Was dem Bundeskanzler vorzuwerfen sei, so Koch, "ist ja, daß er mit dem Namen der Hartz-Kommission den Eindruck erweckt, er bekämpfe Arbeitslosigkeit. Das haben die Hessen nie gesagt. Wir können die Menschen, die bedauerlicherweise arbeitslos geworden sind, besser betreuen, ihnen besser helfen, wenn wir die rechtlichen Regeln dafür ändern. Das ist auch notwendig. Aber an der Kernfrage ändert es nichts. Eine Bundesregierung, die eine so katastrophale Steuerreform gemacht hat, daß heute die Gemeinden und die Länder pleite sind und keine Investitionen mehr vornehmen können, die schafft keine Arbeitsplätze, sondern die vernichtet welche. Ein Land wie Deutschland, das im Augenblick nachhaltig auf Platz 15 des Wachstums der europäischen Länder liegt - das ist kein Anziehungspunkt für neue Investitionen". Ohne neue Investitionen aber brauche man immer größere Arbeitslosenverwaltungsprogramme. Koch übersieht die internationale Entwicklung nicht, macht aber auch auf hausgemachte Fehlentwicklungen aufmerksam. "Wir haben vom Bundeskanzler so lange gehört, daß Amerika der Grund ist, daß es uns in Deutschland so viel schlechter geht. Das müsste die Frage einmal auslösen, warum ein Land wie Großbritannien, das eine viel größere wirtschaftliche Abhängigkeit von den USA hat, das dreifache und vierfache unseres Wirtschaftswachstums produziert". Die nationalen Elemente seien "stark genug, um durch richtige Politik viel mehr Wachstum in Deutschland" zu produzieren. Das hätten alle, zuletzt auch die Europäische Kommission bestätigt". Es komme darauf an, den "Arbeitsmarkt zu flexibilisieren. Das bedeutet schlicht, daß wir wieder Verhältnisse im Niedriglohnbereich, wie die 630-Mark-Jobs es früher waren, haben müssen, das bedeutet, daß wir Bündnisse für Beschäftigung zwischen Betriebsrat und Unternehmensleitung begründen können müssen, das bedeutet, daß Leiharbeitsverhältnisse, die in den Niederlanden und anderen Ländern so erfolgreich sind, auch in Deutschland vernünftig etabliert werden müssen". Es gebe eine ganze Reihe konkreter Maßnahmen und Möglichkeiten, aber die seien "bei den Sozialdemokraten weitestgehend ideologisch versperrt und deshalb in den letzten Jahren nicht verwirklicht, sondern manchmal sogar verhindert worden".

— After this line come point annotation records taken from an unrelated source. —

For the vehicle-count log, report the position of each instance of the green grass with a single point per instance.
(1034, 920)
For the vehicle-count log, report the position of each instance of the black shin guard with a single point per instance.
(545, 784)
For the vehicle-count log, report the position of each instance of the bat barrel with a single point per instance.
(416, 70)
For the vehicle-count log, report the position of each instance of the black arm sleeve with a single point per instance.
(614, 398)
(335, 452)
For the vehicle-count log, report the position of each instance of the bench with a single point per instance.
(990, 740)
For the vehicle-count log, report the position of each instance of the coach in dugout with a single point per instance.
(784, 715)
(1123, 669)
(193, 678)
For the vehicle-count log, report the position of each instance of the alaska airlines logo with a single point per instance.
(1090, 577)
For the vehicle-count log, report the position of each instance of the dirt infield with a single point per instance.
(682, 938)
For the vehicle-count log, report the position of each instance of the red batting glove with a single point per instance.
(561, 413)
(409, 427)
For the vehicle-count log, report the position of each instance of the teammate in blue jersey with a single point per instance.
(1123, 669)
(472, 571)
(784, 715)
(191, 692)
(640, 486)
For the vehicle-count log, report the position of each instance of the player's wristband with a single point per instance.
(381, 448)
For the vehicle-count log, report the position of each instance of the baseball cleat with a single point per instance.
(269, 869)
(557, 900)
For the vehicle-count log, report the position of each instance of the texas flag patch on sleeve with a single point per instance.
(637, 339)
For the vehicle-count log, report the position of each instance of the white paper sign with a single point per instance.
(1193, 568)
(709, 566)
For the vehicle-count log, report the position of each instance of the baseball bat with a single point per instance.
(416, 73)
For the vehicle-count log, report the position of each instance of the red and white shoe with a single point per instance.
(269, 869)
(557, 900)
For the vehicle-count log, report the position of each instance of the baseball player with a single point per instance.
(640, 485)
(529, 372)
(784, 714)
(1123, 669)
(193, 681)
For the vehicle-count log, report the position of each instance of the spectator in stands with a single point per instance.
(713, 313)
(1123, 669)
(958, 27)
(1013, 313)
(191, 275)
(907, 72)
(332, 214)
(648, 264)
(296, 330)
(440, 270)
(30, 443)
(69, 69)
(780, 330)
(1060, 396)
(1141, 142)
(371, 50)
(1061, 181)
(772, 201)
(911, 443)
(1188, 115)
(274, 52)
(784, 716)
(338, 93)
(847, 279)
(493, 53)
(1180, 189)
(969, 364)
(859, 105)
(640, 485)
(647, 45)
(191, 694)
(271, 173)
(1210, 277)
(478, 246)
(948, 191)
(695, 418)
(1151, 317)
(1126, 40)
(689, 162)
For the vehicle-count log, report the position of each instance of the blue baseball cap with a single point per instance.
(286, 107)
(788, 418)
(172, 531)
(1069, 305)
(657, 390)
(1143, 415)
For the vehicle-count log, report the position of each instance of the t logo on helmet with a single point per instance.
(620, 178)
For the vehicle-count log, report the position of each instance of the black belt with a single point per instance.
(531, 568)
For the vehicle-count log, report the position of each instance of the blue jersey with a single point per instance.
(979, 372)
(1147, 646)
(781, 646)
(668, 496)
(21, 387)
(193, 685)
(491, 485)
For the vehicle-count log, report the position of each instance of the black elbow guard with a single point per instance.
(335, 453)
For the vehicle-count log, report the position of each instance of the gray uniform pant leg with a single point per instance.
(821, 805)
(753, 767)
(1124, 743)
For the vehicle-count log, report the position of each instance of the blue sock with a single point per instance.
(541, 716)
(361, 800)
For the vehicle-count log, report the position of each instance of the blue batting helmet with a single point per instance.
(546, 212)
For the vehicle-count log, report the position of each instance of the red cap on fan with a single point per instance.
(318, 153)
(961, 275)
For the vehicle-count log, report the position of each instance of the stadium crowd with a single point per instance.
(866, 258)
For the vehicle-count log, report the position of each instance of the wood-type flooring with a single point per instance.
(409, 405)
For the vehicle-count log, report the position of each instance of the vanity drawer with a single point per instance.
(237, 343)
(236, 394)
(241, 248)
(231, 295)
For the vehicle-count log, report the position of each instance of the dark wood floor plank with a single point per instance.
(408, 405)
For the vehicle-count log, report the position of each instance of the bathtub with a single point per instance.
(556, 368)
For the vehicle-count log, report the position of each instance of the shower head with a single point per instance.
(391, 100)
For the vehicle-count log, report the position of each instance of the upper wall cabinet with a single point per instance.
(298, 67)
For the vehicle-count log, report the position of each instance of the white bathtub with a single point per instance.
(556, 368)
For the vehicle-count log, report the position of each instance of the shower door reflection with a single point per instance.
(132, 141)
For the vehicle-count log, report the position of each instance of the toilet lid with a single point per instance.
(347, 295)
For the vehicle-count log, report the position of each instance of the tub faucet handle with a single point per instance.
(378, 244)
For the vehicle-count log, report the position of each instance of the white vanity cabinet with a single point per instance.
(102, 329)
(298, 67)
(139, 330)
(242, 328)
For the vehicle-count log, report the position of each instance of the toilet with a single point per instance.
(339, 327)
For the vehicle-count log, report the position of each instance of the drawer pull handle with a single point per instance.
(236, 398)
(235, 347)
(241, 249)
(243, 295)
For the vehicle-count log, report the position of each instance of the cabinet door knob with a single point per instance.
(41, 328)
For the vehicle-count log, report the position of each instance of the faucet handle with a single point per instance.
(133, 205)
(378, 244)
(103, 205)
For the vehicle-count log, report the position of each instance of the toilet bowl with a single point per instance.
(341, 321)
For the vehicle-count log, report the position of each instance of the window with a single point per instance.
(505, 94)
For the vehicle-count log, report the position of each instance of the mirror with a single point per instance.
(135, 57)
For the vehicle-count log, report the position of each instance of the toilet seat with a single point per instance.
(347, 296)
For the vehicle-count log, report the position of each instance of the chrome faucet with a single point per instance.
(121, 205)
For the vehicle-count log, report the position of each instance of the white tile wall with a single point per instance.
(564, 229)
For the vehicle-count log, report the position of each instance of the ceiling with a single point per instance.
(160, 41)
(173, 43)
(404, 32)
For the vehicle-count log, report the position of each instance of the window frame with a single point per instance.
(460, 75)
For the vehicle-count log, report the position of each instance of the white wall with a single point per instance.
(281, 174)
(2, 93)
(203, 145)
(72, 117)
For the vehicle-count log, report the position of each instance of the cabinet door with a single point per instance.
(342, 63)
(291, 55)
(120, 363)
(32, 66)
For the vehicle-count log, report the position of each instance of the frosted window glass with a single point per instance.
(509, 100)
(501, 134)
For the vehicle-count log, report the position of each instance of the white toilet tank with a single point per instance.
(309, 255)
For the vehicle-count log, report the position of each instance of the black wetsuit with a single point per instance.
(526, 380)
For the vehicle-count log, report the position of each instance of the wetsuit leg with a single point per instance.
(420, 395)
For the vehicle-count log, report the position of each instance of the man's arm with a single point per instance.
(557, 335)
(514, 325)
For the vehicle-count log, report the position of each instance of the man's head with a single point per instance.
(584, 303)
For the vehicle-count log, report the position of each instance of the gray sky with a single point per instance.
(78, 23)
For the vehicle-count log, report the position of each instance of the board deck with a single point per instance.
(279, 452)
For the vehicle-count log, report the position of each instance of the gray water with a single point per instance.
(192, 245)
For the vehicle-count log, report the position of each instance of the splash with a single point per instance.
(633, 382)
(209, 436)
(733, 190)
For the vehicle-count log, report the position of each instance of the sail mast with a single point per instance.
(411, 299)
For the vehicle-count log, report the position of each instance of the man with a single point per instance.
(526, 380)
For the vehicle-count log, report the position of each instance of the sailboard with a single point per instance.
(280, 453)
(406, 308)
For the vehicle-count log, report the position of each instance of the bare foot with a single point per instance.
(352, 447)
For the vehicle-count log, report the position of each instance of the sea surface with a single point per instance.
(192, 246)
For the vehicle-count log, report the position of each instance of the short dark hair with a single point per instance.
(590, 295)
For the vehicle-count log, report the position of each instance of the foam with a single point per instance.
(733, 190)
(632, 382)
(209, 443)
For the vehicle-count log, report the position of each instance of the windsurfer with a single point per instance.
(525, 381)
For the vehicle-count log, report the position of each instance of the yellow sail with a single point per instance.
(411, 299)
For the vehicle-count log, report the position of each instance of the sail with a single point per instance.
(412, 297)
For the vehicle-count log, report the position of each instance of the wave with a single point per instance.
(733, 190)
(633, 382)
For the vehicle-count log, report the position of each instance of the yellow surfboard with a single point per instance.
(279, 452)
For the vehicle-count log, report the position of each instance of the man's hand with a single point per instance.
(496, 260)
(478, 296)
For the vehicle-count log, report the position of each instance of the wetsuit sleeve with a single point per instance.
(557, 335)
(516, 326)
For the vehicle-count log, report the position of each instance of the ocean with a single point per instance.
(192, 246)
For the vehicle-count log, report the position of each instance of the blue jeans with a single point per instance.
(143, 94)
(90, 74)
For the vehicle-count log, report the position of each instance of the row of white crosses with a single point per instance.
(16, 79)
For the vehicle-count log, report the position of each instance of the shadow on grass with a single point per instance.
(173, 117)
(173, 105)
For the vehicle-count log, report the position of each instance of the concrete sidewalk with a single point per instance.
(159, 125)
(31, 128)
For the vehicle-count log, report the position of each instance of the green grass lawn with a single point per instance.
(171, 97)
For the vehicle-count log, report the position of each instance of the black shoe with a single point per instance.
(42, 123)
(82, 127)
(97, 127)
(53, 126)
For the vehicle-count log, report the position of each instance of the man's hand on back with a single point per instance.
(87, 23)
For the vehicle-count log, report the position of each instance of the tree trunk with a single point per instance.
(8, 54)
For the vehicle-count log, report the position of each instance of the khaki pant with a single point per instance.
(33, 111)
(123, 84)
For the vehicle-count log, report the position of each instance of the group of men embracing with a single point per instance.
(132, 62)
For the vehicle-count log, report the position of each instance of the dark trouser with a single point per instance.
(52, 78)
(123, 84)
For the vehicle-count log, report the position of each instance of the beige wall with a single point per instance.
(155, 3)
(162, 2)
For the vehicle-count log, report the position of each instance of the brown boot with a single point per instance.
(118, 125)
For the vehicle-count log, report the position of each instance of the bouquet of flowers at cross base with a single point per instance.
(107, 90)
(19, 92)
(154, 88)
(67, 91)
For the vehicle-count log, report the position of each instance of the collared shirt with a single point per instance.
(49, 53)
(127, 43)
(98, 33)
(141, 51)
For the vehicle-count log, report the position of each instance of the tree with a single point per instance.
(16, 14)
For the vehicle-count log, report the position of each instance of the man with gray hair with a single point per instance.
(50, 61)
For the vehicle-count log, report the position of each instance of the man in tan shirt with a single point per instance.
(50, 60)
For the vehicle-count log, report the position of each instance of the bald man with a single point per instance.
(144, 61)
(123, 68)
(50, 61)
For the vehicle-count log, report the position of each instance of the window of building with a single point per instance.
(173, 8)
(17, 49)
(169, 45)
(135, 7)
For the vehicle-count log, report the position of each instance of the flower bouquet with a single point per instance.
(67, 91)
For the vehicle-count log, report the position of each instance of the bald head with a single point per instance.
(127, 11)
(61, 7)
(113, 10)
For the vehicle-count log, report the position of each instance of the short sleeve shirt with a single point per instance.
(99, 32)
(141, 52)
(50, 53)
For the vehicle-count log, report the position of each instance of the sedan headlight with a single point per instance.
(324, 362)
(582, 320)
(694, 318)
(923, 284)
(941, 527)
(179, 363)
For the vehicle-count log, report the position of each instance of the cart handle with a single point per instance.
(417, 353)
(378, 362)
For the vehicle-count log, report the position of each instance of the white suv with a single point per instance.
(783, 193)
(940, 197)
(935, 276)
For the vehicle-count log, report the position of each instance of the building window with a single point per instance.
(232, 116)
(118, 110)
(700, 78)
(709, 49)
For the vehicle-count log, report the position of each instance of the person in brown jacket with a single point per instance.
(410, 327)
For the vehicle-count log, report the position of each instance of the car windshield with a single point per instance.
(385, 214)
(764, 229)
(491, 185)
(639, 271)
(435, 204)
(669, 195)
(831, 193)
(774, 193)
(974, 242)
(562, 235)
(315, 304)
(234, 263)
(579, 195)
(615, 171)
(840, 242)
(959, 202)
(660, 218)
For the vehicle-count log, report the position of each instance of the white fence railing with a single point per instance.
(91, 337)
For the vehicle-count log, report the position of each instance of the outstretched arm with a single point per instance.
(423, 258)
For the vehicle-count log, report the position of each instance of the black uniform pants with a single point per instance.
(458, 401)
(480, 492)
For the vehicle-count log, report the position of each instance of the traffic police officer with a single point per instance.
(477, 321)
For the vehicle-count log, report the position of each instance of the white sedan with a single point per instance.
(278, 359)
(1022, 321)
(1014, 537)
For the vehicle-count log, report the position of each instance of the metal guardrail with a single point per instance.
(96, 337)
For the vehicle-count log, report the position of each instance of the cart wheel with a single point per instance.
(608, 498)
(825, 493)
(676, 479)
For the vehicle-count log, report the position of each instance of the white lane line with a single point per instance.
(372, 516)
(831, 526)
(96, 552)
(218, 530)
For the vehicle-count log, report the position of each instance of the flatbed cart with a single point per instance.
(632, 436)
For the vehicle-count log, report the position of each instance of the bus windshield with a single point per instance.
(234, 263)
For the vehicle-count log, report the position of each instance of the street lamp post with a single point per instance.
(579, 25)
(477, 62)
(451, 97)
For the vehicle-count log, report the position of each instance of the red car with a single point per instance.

Hessen werde nach der Ablehnung durch Rotgrün im Bundestag voraussichtlich noch in diesem Jahr vier Pilotprojekte starten. Es handele sich um Jobcenter, mit denen die Kooperation zwischen Arbeits- und Sozialämtern erprobt werden solle. Jeder Hilfsempfänger schließe eine Eingliederungsvereinbarung mit dem Jobcenter ab, das wiederum mit Zeitarbeitsfirmen kooperiere. Die Zeitarbeitsfirmen funktionieren gemäß Angebot und Nachfrage, die Jobcenter nach staatlichen Vorgaben. Auf die Frage, wer soll es nun regeln, Staat oder Markt, meint Koch: "Jeder das seine. Die Jobcenter verfügen über die normale Unterstützung von Sozialhilfe und Arbeitslosenhilfe. Das müssen staatliche Institutionen sein, aber sie müssen wissen, was sie können. Die Hartz-Kommission sagt: ‚Wir müssen neue Zeitarbeitsunternehmen gründen, um den Jobcentern zu helfen. Das ist falsch. Wir haben gut funktionierende Zeitarbeitsunternehmen, die nur in Deutschland unter gesetzlichen Beschränkungen arbeiten, die es sonst nirgends in Europa gibt. Wenn wir die in vernünftige Verhältnisse anpassen, werden sie genau so gute Arbeit leisten wie an anderen Stellen auch, und dann können sie die Funktion erfüllen. ‚So wenig Staat wie möglich' muß das Prinzip sein, und der Staat muß seine Aufgaben aus einer Hand organisieren, wie das eine moderne Behörde tut, und nicht Bürgerinnen und Bürger im Kreis schicken zwischen verschiedenen Schreibtischen und Tausenden von Formularen".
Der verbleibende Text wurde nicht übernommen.